Weeding vinyl projects — finding and removing errors and stubborn bits in cut vinyl — can be painstaking work. A good task lamp and lighting pad can make this detail work a bit easier. Cricut makes the BrightPad 360 series in both floor-standing and tabletop models, with broad, bright LED heads designed for a maximum brightness of 1500 lux, good for hobby projects, and a color accuracy of 95 CRI, allowing colors to show as close to true as possible. Cricut’s BrightPad series lighting pads provide illuminated work surfaces, such as drafters would have used for tracing, using LEDs for even lighting and a specialized surface that resists the scratches and scrapes of utility knives and other tools. The BrightPad runs on corded power, while the BrightPad Go is powered by a rechargeable battery.
If you’re wondering what Smart Materials are, they’re Cricut’s branded, specially constructed materials that, unlike ordinary materials, don't need a cutting mat. Cricut’s Smart Materials allow compatible cutting machines to work faster and cut longer than standard materials. Coming in rolls from 3 to 12 feet in length, they’re great for big projects, like wall decals or banners, and can bring out the full speed of your cutting machine.
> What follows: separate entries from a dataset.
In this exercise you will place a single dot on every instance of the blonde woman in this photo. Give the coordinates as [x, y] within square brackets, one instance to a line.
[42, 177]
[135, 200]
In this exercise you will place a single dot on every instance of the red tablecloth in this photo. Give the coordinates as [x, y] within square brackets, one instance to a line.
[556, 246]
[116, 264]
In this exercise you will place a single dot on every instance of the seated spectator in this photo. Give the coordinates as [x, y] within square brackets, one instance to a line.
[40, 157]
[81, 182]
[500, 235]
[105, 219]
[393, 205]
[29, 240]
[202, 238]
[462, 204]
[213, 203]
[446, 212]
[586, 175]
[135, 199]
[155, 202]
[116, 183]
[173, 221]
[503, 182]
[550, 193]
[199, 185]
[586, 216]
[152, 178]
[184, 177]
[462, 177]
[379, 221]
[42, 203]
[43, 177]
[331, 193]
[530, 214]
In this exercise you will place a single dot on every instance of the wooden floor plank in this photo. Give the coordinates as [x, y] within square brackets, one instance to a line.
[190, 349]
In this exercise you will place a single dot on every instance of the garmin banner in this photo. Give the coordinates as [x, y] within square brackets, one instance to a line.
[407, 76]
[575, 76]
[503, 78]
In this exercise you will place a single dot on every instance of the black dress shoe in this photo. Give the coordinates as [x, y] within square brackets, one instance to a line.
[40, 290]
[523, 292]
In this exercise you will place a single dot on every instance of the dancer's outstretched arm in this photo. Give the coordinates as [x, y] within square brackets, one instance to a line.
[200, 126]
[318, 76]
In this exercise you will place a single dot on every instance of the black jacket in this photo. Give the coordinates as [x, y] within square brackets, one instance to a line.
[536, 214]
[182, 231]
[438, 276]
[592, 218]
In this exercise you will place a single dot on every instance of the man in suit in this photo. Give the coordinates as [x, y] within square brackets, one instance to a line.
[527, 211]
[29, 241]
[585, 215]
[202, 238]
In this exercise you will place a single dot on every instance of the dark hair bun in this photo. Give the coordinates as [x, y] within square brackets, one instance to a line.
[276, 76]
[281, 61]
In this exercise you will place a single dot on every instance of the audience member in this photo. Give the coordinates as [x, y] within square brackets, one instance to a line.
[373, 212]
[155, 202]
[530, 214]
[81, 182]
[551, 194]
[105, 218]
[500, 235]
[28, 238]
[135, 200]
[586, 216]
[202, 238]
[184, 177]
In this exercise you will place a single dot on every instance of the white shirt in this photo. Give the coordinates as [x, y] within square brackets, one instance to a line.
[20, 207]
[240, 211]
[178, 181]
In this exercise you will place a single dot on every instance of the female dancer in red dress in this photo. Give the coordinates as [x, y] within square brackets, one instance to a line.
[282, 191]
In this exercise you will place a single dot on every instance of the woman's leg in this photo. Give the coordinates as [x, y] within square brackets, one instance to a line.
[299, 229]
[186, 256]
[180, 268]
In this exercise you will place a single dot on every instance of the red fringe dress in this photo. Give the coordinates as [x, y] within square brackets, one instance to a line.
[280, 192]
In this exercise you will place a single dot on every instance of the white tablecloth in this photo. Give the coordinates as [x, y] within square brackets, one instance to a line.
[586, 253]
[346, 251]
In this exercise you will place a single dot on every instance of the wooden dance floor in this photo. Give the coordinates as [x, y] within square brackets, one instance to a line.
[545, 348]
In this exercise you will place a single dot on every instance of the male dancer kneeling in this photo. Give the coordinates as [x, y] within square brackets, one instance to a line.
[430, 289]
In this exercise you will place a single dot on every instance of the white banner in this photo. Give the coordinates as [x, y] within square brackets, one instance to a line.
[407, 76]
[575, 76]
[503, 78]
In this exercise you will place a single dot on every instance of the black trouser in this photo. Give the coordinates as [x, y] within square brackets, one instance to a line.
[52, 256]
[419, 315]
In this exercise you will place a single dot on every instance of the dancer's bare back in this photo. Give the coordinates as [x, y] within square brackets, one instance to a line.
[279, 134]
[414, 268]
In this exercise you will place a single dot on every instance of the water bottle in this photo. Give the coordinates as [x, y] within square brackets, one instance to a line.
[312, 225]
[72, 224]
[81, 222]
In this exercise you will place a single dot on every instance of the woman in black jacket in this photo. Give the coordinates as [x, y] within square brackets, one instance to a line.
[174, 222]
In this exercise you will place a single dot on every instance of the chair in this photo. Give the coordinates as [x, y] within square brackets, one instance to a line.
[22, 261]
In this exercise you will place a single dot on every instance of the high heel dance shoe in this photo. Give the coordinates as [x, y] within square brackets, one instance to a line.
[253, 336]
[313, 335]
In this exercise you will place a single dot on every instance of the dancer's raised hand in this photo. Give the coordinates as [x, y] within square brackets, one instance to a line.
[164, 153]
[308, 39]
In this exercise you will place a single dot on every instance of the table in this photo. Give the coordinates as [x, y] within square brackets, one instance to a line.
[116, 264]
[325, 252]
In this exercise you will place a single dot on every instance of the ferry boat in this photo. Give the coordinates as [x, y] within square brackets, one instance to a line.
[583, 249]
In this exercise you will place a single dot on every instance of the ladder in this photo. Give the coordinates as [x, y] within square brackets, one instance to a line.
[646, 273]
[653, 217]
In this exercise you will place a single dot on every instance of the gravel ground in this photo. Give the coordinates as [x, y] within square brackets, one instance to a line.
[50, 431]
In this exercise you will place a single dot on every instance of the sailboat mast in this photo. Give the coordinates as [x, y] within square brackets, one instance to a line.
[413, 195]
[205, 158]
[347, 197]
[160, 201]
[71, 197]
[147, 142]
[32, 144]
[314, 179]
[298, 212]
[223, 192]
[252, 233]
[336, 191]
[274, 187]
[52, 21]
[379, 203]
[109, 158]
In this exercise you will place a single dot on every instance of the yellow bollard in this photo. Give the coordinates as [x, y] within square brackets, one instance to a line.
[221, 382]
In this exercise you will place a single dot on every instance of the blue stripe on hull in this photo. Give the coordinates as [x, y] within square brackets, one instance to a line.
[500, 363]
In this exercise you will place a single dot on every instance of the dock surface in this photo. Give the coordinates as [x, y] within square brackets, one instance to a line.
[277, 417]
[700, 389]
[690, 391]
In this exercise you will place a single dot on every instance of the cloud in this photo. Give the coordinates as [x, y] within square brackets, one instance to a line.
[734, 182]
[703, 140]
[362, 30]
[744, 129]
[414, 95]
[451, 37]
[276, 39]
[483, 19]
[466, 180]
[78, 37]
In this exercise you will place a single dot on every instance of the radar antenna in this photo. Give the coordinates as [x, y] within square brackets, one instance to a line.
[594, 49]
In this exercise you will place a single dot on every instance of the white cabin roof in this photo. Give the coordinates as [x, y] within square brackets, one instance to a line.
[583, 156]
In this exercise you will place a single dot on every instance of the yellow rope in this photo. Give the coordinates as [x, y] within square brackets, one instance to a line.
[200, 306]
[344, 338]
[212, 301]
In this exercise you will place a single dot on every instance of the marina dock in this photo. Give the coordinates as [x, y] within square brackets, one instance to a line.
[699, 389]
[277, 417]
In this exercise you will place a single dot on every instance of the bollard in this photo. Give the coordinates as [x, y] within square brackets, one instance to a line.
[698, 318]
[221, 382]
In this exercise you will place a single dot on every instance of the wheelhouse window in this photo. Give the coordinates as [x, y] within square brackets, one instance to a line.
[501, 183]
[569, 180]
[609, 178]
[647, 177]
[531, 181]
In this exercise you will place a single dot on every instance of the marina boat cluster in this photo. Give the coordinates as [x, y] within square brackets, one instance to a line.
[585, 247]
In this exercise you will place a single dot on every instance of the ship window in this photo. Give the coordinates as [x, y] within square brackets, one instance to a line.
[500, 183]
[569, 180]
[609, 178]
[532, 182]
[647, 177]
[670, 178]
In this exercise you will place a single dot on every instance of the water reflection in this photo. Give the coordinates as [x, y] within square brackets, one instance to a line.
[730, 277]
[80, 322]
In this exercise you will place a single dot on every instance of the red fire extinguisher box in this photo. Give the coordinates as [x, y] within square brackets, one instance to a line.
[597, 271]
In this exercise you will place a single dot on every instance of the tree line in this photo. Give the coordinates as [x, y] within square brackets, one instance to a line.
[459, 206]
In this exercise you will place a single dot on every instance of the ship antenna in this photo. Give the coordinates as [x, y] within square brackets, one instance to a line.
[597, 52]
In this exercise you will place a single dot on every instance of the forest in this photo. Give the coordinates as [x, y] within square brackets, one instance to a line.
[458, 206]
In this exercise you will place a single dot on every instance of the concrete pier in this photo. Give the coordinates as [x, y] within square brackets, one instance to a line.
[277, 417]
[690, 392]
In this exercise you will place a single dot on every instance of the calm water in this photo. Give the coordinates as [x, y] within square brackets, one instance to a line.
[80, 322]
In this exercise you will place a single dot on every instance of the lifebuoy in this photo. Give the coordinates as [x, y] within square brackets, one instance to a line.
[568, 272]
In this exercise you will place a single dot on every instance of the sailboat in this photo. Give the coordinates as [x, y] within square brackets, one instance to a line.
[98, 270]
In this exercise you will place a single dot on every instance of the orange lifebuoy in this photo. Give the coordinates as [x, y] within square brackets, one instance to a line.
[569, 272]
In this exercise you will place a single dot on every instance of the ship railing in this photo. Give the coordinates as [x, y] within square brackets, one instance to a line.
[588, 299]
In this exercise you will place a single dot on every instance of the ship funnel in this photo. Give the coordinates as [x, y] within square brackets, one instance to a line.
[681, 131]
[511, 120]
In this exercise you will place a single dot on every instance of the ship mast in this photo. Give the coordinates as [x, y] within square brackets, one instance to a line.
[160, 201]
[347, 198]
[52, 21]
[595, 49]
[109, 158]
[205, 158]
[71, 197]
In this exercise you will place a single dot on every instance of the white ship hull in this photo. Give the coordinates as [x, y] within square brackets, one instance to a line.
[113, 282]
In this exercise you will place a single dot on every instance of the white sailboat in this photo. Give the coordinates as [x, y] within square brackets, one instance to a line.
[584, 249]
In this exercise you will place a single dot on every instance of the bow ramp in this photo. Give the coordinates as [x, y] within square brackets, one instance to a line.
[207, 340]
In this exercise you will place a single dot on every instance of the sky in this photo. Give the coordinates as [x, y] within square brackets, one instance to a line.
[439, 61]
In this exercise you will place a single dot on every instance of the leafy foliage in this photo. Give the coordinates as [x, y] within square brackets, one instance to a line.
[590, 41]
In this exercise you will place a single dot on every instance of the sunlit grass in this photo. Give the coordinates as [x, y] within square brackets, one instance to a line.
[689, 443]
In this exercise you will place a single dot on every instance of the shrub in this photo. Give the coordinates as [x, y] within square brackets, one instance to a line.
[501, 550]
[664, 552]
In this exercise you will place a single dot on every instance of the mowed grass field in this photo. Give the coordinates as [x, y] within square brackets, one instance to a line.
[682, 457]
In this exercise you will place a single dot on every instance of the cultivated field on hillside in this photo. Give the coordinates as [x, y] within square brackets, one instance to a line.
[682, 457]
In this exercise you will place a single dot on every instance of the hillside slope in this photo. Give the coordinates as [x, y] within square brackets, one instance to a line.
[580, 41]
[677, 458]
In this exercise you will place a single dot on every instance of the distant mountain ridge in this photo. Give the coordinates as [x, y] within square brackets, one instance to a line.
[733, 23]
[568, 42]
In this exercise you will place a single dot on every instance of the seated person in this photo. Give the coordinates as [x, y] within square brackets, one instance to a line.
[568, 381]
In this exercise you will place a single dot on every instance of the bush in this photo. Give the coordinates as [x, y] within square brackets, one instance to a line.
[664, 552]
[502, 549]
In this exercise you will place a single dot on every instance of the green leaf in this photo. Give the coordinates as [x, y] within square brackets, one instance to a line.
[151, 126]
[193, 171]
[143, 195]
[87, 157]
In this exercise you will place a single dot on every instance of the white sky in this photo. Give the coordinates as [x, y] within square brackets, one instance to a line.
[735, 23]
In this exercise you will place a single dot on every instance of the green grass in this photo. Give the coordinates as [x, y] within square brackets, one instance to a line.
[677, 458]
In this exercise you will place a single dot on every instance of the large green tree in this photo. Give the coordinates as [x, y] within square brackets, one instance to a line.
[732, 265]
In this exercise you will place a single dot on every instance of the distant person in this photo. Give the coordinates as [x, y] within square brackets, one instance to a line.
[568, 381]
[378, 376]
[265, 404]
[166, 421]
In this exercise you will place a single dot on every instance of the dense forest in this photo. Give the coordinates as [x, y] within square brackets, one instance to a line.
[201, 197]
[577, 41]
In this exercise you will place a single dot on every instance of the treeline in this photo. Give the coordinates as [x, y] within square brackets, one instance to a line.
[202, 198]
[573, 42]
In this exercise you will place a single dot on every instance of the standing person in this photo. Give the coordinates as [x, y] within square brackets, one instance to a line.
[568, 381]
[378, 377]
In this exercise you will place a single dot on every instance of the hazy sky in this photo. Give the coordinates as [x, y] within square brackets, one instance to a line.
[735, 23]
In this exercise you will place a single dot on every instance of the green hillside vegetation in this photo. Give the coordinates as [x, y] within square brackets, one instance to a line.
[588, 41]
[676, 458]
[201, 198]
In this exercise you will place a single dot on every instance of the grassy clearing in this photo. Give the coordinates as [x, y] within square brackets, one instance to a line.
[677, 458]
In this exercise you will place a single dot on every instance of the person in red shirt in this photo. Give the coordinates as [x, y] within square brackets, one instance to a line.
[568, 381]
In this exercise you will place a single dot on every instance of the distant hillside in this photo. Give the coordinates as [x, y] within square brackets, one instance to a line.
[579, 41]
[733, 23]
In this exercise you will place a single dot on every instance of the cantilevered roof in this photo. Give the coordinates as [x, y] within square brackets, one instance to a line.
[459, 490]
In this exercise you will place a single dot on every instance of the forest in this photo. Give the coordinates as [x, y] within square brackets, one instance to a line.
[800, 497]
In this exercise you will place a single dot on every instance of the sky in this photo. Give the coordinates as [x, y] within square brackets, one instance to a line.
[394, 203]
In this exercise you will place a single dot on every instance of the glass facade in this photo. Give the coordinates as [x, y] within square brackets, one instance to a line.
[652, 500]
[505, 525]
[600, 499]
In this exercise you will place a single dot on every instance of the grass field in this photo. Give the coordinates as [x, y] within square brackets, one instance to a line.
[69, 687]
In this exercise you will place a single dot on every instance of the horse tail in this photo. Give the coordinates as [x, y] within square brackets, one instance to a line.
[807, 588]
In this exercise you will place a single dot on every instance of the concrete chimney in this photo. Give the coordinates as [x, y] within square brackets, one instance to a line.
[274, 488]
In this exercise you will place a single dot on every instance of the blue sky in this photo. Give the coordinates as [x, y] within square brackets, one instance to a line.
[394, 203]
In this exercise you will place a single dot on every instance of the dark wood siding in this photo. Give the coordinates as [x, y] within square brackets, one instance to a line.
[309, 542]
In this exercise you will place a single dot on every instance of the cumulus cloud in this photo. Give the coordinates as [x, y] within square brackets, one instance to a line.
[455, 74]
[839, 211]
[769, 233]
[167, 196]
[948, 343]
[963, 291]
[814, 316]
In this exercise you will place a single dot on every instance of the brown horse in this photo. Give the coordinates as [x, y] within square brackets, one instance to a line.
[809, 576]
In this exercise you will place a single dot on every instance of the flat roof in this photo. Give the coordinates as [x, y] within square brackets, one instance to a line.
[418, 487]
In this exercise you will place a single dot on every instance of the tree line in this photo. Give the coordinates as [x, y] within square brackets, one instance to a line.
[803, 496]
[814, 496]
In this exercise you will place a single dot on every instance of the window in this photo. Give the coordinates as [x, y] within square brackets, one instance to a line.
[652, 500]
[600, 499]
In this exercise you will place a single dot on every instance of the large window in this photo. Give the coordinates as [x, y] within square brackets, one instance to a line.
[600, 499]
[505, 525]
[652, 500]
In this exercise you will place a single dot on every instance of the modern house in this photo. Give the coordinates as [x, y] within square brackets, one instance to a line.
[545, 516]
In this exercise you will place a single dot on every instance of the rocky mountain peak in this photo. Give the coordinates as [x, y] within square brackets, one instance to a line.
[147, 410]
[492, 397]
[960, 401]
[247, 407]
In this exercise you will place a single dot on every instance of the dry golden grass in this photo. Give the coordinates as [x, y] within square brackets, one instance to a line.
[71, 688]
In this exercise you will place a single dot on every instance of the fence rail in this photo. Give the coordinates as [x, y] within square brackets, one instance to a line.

The Cricut Maker 3, Explore 3, and Joy are all compatible with Smart Materials, although the Joy uses a dedicated line due to its size. The original Cricut Maker and Explore Air 2 can’t take advantage of Smart Materials, with the exception of the vinyl transfer tape.
We evaluated how easy the original Cricut Maker was to set up the crafting machine and assessed what the learning curve may be like for someone with previous experience with cutting machines and for someone without any experience.
We tested the Cricut Maker’s ability to cut and slice, noting speed, pressure adjustment, and accuracy with materials like paper, card, fabric, and felt. We ran test project experiments with popular crafts like greeting cards, paper flowers, felt cut-outs, toys, shirts, and even quilts.
A. Cricut mats are used to place material during cutting and feature a light adhesive to keep it secure for precise results. Mats can be wiped clean and reused. In addition, they can be purchased separately if you need more for multiple projects.
A. Different machines come with different accessories, but all models include cables, a power cord, test cut materials, instructions, and a premium fine point blade, great for intro projects to get used to what the machine can do. The original Maker and Explore Air 2 come with a cutting mat, while the Joy, Explore 3, and Maker 3 don’t. The models themselves don’t come with a lot of specialized materials, but there are many bundles available that do. Blanks, like mugs, T-shirts, and so on, need to be bought separately.
A. The short answer is no. Wood thicker than 2.3 millimeters and some dense fabrics can’t be cut with a Cricut. However, with the right blade, the machine can cut most materials used to make crafts. If you are interested in working with different materials, it’s a good idea to purchase other blades offered by the company.